While we are waiting for the return of the canoe which has gone to the mainland to deposit an Evangelist in a village, M. Forget has a palaver with the Fans, who are very slowly shaving the trees from the top of the hill. They agreed to do this thing for the wood, but it has since occurred to them that they would like to be paid wages as well. They are sweet unsophisticated children of nature, these West African tribes; little thoughts like these are constantly arising in their minds, and on all hands—missionary, governmental and trading—I am told these Fans are exceedingly treacherous and you can never trust them to hold to a bargain. I will say this is not the case with other African tribes I have come across. In the Rivers, for example, when a jam is made, it's made, and they will stick to it all, save the time clause, more honourably than twenty per cent. of white men would. Our canoe returns before "palaver done set"; and we go off home, the blue mists rising among the trees and reflecting in the Ogowé a deeper and more intense blue, adding another element to a wonderfully lovely scene that is well accompanied by the elaborate songs of the canoe crew and the sound of their paddles. We are down again at Talagouga beach in a far shorter time than it took us to come up.
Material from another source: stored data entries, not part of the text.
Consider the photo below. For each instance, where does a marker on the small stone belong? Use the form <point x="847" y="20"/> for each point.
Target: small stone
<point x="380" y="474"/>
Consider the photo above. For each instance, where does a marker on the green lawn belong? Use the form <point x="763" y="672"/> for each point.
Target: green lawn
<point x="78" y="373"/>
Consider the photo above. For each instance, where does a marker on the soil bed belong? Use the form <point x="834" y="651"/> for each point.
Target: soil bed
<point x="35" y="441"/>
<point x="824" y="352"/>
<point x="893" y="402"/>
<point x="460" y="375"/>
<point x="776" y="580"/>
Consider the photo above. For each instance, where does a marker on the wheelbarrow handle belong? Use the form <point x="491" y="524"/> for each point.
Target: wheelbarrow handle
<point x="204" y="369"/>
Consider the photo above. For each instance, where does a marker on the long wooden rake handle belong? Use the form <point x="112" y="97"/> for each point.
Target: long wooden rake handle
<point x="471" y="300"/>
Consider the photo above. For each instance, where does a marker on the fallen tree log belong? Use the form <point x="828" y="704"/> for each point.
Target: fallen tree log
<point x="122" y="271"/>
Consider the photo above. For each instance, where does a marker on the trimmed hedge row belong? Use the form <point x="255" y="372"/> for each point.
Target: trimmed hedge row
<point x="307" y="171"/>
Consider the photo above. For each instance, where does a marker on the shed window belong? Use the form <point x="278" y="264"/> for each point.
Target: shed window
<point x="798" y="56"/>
All the balance of the time I was at Talagouga I spent in trying to find means to get up into the rapids above Njole, for my heart got more and more set on them now that I saw the strange forms of the Talagouga fishes, and the differences between them and the fishes at Lembarene. For some time no one whom I could get hold of regarded it as a feasible scheme, but, at last, M. Gacon thought it might be managed; I said I would give a reward of 100 francs to any one who would lend me a canoe and a crew, and would pay the working expenses, food, wages, &c. M. Gacon had a good canoe and could spare me two English-speaking Igalwas, one of whom had been part of the way with MM. Allégret and Teisserès, when they made their journey up to Franceville and then across to Brazzaville and down the Congo two years ago. He also thought we could get six Fans to complete the crew. I was delighted, packed my small portmanteau with a few things, got some trade goods, wound up my watch, ascertained the date of the day of the month, and borrowed three hairpins from Mme. Forget, then down came disappointment. On my return from the bush that evening, Mme. Forget said M. Gacon said "it was impossible," the Fans round Talagouga wouldn't go at any price above Njole, because they were certain they would be killed and eaten by the up-river Fans, Internally consigning the entire tribe to regions where they will get a rise in temperature, even on this climate, I went with Mme. Forget to M. Gacon, and we talked it over; finally, M. Gacon thought he could let me have two more Igalwas from Hatton and Cookson's beach across the river. Sending across there we found this could be done, so I now felt I was in for it, and screwed my courage to the sticking point—no easy matter after all the information I had got into my mind regarding the rapids of the River Ogowé.

  1. Mr. R. B. N. Walker, I believe, holds this name is Otal a ma gouga; A gouga hardship, privation.